Just recently I spoke to a woman on the Helpline I answer who struggled with this notion. She had just been diagnosed as Stage IV, and she was shattered. She endured more grief and loss in the last twelve years than most, and now with hardly any emotional, physical, spiritual, or financial resources must wage war on this horrific disease–after being Stage Zero a couple of years ago and given the “all clear.” In our conversation, the issue of why would God be “giving” her the cancer came up. Why? Because she had been taught (most likely at church!), “God never gives us more than we can handle.” The implication is that God is giving the cancer for some higher purpose. She told me she believes in a loving God, which led me to ask, “Is a loving God then the creator of your heartache?” I reminded my caller–who is a Christian–of Jesus’ own words on the cross, in which he quoted the Psalmist saying, “My God! My God! Why have you forsaken me?” I believe those words are the cries of someone who intimately knows what it means to endure much much more than they can handle.

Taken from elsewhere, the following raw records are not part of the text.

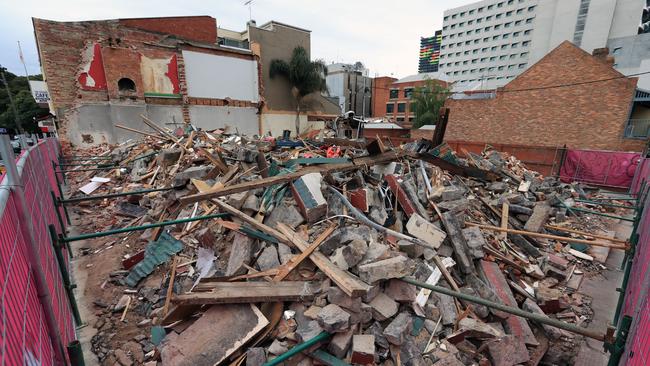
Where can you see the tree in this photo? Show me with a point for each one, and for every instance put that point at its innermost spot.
(26, 106)
(304, 76)
(427, 101)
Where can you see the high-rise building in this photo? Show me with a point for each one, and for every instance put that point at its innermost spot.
(430, 53)
(488, 43)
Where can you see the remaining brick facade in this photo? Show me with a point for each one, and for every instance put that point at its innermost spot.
(533, 110)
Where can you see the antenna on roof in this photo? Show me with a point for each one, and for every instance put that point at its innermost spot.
(250, 10)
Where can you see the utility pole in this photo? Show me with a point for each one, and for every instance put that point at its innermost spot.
(13, 108)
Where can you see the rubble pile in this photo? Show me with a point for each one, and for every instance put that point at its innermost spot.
(312, 244)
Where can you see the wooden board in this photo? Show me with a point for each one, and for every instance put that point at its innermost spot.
(350, 285)
(219, 333)
(248, 292)
(265, 182)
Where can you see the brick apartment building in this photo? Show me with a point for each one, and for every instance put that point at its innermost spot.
(171, 69)
(391, 98)
(568, 98)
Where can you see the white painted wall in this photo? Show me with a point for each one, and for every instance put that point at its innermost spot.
(244, 120)
(212, 76)
(276, 123)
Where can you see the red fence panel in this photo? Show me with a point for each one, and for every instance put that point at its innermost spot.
(604, 168)
(637, 293)
(24, 337)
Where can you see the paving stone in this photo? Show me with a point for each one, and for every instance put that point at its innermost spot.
(363, 349)
(395, 267)
(398, 328)
(508, 351)
(334, 319)
(383, 307)
(401, 291)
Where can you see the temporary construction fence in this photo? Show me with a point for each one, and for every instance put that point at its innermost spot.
(35, 328)
(633, 316)
(600, 167)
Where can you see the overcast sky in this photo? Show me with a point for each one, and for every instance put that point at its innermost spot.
(384, 35)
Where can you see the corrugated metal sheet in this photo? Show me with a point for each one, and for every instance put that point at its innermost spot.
(156, 253)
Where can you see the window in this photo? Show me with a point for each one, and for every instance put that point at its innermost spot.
(126, 85)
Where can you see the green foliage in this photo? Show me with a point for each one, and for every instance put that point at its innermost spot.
(26, 106)
(427, 101)
(304, 76)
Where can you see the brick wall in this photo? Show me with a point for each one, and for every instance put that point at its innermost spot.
(196, 28)
(532, 110)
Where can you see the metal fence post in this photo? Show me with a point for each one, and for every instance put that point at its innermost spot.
(26, 229)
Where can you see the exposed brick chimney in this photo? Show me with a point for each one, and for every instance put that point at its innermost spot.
(602, 54)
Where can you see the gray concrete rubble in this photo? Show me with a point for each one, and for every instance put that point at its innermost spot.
(302, 242)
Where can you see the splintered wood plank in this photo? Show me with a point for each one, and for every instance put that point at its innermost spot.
(215, 336)
(248, 292)
(349, 284)
(265, 182)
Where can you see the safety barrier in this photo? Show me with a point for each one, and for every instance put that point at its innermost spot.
(635, 311)
(26, 338)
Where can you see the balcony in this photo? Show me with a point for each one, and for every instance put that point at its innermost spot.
(637, 129)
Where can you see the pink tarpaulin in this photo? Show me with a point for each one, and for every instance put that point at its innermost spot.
(606, 168)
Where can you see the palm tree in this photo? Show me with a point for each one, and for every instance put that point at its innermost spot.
(304, 76)
(427, 101)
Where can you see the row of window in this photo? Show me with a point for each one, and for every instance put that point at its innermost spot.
(488, 79)
(484, 59)
(494, 48)
(481, 9)
(487, 19)
(488, 69)
(487, 29)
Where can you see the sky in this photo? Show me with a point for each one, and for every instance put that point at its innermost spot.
(383, 35)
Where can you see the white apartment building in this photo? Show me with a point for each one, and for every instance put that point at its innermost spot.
(488, 43)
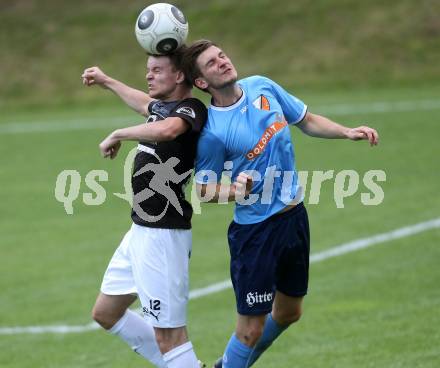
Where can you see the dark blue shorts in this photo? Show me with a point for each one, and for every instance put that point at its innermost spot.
(268, 256)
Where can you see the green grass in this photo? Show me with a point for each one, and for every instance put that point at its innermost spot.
(374, 308)
(309, 44)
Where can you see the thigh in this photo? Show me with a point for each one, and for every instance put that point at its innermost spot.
(114, 305)
(160, 261)
(293, 266)
(118, 278)
(252, 267)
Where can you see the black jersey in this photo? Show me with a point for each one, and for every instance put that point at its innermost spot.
(162, 169)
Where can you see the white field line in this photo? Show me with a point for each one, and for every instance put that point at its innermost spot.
(63, 125)
(336, 251)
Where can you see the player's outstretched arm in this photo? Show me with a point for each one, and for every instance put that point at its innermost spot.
(134, 98)
(160, 131)
(322, 127)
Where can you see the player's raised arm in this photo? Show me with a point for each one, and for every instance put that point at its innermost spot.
(322, 127)
(134, 98)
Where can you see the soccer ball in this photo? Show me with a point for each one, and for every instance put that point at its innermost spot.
(161, 28)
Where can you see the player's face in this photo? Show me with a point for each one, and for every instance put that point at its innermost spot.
(161, 77)
(216, 68)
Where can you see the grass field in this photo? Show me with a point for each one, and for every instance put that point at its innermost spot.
(378, 307)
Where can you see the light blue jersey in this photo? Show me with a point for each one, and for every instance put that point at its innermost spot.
(253, 136)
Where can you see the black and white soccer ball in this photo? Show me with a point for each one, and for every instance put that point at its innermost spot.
(161, 28)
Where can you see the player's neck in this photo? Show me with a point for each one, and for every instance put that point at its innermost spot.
(226, 96)
(178, 94)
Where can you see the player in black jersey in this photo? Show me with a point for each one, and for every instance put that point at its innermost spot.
(152, 259)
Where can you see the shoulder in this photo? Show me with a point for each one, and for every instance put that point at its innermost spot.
(192, 102)
(255, 79)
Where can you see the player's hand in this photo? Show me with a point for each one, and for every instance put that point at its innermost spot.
(109, 147)
(364, 132)
(94, 75)
(243, 185)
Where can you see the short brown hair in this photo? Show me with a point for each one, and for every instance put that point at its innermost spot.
(190, 67)
(176, 59)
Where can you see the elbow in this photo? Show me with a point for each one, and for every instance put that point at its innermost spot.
(201, 191)
(168, 134)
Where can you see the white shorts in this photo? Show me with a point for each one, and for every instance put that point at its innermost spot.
(153, 263)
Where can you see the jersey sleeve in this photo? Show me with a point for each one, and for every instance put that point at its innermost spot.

If the ancient Hebrew and/or Christian Scriptures are important to you, let me direct you a gem from Proverbs 18:14: “A man’s spirit sustains him in sickness, but a crushed spirit who can bear?” I do believe that feeling supported, loved and cared for while we battle the diseases within (and the dis-ease without) help us to heal in body, mind and spirit. This is why it is so important to surround ourselves during our healing journeys with those who can listen and hold the most fragile of moments–those times of despair, anger, hurt and loss–and celebrate with us the moments of life, hope, love and laughter we will experience even with disease. No one can bear our pain or illness for us–in that we are totally alone–but they can carry us while we bear it by carrying our spirit close to their own. Without that, our spirits will be literally crushed, and that is too much to bear.
My encouragement to you today my dear friends is this: God is not the author of our heartache or our broken bodies. We are fragile and live in a fragile world where brokenness is par for the course. God (or Love, if that fits your spirit better) is, however, always wanting to be part of the circle of support cheering us on, believing in our power to create goodness and beauty in a place where there is pain, and encircling us with comfort in the living we are doing right now…even when it is truly more painful than we can bear.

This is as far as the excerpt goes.